Completely certain. Completely herself. And Kelsey had stood there with a drink she’d forgotten she was holding and the thought had come through clean and cold: I want her so much it’s making me stupid and this weekend is going to ruin me.
The GPS said something about staying left. Elizabeth adjusted the wheel with two fingers. The silver ring caught the light again.
This was Kelsey’s last day. Tonight was the wedding.
Tomorrow was the brunch. And then the drive home, and the contract would be fulfilled, and Kelsey would go back to 72 & Brew, and Elizabeth would either come back as a customer or she wouldn’t, and either way the thing that existed between them right now, this strange, charged, contractual intimacy, would be over.
A few more hours. That was all Kelsey had left of this version of them, the version where she was allowed to sit close to her, where she could watch Elizabeth’s hands on the steering wheel and pretend it meant something, where the word girlfriend applied to her even if it was fictional.
She was going to lose this.

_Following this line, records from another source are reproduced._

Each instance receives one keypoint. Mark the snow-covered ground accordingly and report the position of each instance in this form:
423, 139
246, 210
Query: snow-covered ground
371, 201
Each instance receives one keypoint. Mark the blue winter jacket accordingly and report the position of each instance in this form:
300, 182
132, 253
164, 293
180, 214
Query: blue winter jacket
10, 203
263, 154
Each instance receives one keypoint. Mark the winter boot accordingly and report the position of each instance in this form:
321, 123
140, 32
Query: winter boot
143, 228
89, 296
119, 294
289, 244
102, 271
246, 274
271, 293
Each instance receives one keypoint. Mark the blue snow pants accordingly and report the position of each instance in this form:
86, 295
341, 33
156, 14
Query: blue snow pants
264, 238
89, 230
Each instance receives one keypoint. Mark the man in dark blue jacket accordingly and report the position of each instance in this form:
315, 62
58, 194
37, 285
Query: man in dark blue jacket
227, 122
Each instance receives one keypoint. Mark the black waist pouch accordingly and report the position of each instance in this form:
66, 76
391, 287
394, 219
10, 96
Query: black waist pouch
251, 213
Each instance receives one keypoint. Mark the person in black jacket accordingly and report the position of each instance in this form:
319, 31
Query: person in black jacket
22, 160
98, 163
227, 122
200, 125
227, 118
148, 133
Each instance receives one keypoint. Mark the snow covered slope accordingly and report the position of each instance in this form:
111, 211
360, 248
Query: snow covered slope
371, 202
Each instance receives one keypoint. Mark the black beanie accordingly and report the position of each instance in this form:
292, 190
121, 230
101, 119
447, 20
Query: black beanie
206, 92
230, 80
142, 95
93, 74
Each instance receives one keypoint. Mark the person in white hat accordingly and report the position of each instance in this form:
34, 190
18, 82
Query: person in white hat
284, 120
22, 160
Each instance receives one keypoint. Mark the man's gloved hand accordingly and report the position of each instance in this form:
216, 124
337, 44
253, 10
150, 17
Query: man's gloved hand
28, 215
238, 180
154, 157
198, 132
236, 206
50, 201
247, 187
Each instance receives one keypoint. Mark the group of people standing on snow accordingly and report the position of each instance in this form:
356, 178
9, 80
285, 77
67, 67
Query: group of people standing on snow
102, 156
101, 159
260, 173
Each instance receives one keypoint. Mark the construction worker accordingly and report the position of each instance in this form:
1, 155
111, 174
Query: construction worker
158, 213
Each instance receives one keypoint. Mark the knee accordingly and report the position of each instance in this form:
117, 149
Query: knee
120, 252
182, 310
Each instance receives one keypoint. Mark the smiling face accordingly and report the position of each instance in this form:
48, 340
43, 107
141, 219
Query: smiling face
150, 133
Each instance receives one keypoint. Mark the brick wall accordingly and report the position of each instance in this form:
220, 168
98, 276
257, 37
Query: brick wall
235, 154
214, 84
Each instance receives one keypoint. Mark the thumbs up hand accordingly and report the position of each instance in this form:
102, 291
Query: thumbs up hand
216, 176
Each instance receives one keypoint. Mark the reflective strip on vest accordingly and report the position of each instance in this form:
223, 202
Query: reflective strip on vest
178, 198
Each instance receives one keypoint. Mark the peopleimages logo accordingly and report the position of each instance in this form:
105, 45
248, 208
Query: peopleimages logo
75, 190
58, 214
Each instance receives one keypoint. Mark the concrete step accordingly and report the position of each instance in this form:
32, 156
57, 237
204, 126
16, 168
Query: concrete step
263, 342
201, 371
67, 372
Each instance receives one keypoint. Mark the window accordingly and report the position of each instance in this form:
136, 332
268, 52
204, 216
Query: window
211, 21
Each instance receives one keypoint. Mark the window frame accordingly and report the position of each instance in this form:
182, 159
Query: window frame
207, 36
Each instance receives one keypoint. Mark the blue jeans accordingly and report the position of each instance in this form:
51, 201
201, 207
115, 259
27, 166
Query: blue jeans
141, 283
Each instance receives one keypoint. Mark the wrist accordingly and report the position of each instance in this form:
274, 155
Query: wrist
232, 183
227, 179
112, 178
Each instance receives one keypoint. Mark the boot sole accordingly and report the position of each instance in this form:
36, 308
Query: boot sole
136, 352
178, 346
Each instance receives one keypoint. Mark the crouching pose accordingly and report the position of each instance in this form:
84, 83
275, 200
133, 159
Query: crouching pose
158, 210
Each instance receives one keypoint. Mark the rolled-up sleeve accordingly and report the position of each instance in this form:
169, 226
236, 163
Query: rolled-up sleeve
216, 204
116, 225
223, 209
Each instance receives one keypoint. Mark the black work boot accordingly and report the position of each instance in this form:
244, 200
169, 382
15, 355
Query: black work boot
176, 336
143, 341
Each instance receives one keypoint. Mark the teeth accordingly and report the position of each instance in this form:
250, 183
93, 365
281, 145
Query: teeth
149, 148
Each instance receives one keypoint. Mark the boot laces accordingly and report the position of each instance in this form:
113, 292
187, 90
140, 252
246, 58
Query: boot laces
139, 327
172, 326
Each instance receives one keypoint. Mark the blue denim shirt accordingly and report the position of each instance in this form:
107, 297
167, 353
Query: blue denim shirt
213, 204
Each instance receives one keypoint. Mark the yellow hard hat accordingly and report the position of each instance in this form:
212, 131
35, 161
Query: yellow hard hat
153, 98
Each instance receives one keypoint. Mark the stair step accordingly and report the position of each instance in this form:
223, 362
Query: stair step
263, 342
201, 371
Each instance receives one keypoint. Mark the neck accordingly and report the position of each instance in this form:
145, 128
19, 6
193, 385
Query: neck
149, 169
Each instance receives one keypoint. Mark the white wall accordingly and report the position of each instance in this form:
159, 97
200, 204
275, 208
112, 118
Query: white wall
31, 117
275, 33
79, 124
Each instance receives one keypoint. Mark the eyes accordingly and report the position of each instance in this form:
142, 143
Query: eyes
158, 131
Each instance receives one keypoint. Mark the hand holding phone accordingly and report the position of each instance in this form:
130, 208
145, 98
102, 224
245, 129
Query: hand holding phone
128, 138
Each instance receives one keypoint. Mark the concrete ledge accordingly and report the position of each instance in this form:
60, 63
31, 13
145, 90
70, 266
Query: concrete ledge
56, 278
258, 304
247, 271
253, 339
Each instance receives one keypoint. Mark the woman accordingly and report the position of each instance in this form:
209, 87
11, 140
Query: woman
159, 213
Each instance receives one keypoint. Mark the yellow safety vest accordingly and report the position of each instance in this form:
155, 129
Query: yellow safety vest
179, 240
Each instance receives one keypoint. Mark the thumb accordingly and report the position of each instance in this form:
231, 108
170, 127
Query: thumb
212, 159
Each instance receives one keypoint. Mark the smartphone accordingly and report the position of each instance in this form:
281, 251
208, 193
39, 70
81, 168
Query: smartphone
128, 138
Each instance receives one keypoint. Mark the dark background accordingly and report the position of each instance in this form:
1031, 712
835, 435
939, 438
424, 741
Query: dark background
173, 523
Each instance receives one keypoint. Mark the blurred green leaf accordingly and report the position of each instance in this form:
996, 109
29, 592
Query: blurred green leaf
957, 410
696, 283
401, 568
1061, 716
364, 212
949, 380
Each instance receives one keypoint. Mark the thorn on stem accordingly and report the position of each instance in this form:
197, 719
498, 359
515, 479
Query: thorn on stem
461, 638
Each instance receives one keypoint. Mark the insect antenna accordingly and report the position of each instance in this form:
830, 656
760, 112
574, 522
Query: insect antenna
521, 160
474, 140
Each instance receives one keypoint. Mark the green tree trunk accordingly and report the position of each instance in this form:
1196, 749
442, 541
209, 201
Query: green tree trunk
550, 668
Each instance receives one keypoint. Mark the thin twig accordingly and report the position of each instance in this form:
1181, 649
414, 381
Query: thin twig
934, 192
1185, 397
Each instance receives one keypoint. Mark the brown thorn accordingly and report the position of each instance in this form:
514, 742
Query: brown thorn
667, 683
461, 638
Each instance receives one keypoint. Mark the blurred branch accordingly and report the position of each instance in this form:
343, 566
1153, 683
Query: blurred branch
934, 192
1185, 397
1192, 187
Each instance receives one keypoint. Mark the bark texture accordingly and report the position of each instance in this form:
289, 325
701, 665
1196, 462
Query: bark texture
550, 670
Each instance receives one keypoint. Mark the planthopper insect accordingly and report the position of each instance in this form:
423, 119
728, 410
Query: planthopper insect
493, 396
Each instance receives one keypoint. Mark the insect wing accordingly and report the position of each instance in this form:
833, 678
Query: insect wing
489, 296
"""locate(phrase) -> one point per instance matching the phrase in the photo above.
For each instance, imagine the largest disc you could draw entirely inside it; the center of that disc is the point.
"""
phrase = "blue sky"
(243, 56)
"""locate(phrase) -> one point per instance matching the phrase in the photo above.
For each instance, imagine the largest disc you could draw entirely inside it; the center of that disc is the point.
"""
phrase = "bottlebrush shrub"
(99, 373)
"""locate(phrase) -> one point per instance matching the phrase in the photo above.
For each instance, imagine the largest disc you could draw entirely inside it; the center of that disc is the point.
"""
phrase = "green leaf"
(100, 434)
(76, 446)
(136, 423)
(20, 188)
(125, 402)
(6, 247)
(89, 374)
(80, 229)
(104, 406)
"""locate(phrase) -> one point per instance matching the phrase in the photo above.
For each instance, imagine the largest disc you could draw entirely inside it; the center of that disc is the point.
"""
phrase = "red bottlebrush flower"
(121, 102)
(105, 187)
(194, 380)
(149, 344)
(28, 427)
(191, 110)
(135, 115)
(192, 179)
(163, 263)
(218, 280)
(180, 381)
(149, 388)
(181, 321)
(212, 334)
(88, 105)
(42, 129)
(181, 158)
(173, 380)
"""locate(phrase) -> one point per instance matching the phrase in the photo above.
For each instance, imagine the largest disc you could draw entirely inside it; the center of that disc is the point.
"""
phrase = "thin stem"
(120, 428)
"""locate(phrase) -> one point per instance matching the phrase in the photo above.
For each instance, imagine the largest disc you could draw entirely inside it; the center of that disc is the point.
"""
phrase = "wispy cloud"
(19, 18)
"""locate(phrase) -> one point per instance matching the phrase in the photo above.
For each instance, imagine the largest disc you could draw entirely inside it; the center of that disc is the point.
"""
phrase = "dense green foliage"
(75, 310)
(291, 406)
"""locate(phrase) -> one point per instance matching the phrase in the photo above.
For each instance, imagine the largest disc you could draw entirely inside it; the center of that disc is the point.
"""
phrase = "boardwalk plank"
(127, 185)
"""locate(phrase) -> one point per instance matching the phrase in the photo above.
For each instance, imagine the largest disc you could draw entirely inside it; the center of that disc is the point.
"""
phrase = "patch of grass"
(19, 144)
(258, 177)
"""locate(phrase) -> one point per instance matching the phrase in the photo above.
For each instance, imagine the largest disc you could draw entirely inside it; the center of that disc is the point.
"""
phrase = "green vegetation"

She could feel it already, the anticipatory grief of it, settling into her bones like a low-grade fever.
By tomorrow afternoon she’d be back in her apartment in Astoria with a garment bag and a check for five thousand dollars and the memory of what it felt like to hold Elizabeth Moretti’s hand, and that memory would have to be enough, because it was all she was going to get.
Her reflection in the passenger window looked back at her. Flushed. Glassy-eyed. Completely obvious. She angled her face away before Elizabeth could glance over and see it.
You signed a contract. She’s paying you.
You are being paid to hold this woman’s hand and look at her like you’re in love with her for one weekend and the problem, the actual problem, is that you’ve been doing it for free since October.
You didn’t need the contract. You didn’t need the money. You just needed her to ask.
Elizabeth’s jaw worked once, a small tension at the hinge, the muscle moving beneath her skin, and Kelsey watched it and thought, not for the first time, not for the fiftieth time: God, you’re beautiful, and I’m never going to have you.